MANTOVA La trattativa è in corso, ma non sembrano esserci prospettive immediate di intesa fra il Comune e i condòmini di Palazzo Acerbi-Cadenazzi per risolvere il nodo intricato dell’accesso alla Torre della Gabbia. Il Comune punta a far valere l’acquisto di un appartamento per accedere al monumento; i condòmini (alcuni di essi particolarmente accaniti) fanno invece valere l’atto di rogito degli anni ’80, quello col quale il Comune entrava in possesso della torre come “bene intercluso”, inaccessibile da tutto il palazzo, fuorché eventualmente dall’ex negozietto di fotocopie di via Cavour – attualmente vuoto.
Proprio poggiando su questa scappatoia prevista dall’atto notarile, il proprietario del botteghino (circa 12 metri quadri), l’imprenditore Gianluca Bianchi, tende una mano al Comune per togliere le proverbiali castagne dal fuoco.
«Personalmente non ho nulla in contrario che l’amministrazione possa rendere visitabile la torre, ma sono realista: quel rogito stilato dal notaio Sergio Lodigiani quarant’anni fa è vincolante, e per cambiarne le condizioni servirebbero i mille millesimi del condominio. Allo stato dei fatti so che ci sono alcuni proprietari irremovibili su questo punto, e non concederanno mai il benestare, anche se non credo che quattro visitatori per volta creerebbero dei disagi al palazzo».

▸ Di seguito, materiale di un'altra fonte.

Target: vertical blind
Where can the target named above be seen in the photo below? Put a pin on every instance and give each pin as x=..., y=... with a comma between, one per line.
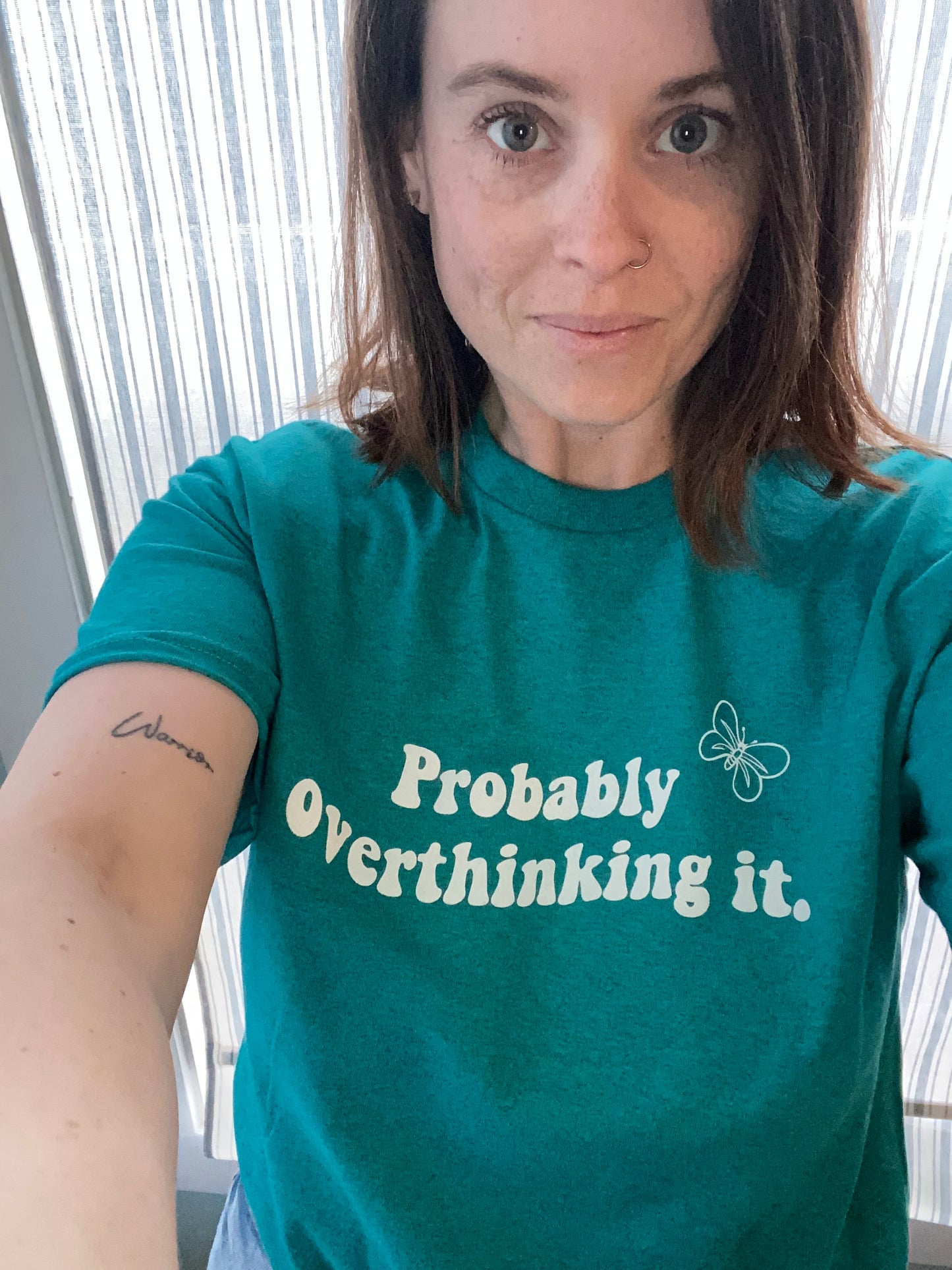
x=187, y=164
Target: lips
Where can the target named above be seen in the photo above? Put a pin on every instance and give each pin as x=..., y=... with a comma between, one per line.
x=592, y=324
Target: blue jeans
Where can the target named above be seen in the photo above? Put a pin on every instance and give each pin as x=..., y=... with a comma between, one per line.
x=238, y=1246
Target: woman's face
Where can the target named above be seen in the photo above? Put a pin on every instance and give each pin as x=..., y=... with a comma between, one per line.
x=553, y=138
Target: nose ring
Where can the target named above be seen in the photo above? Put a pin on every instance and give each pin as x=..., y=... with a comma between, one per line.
x=649, y=256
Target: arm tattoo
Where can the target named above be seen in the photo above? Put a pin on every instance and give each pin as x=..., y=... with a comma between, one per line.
x=150, y=730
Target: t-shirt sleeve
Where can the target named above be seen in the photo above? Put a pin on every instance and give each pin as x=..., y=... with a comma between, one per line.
x=186, y=590
x=927, y=786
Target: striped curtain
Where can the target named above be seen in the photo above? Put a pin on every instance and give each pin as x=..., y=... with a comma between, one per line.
x=188, y=159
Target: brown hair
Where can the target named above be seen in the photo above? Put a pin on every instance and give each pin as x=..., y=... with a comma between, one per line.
x=783, y=372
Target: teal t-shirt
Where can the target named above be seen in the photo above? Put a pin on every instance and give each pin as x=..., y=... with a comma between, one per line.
x=571, y=933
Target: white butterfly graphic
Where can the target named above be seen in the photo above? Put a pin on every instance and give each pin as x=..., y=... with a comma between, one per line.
x=753, y=761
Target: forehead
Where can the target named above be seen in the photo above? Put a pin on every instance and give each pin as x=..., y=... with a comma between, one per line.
x=578, y=43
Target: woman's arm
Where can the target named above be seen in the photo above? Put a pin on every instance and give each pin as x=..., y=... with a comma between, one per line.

Dunque, rimane l’opzione originaria di accedere alla Gabbia dal negozietto sfitto? «La mia disponibilità a trattare c’è – conferma Bianchi –, anche se credo che allo stato dei fatti ci sarebbero non pochi problemi da superare, a cominciare dall’impianto di elevazione che dovrebbe essere modificato per arrivare al livello strada».
Già, dopo oltre 3 milioni di investimento complessivo, per il Comune si profila il rischio di doverne esborsare ancora, anche per ripristinare il muro perimetrale aperto dall’ente nell’appartamento acquistato come biglietteria per dare accesso al cavedio della torre. In più ci sarebbero i nuovi lavori per darvi accesso dal botteghino, e non ultimo l’acquisto del botteghino stesso, cui Bianchi non si oppone. «Lo aveva acquistato mio padre negli anni ’80 per una cifra considerevole, che mi pare di ricordare attorno ai 40 milioni di lire. Tanti allora».
E oggi quanto potrebbe valere? «Non saprei dire. Teniamo presente che si tratta di un “pezzo unico”, Se il Comune fosse interessato, si potrebbe aprire un dialogo, la mia disponibilità c’è». Nel caso comunque rimarrebbe allo stesso Comune dover giustificare le scelte compiute sinora, in aperta difformità rispetto alle prescrizioni del rogito di cessione della torre. Scelte che in Comune taluni configurano come danno erariale. Ma la quaestio è aperta.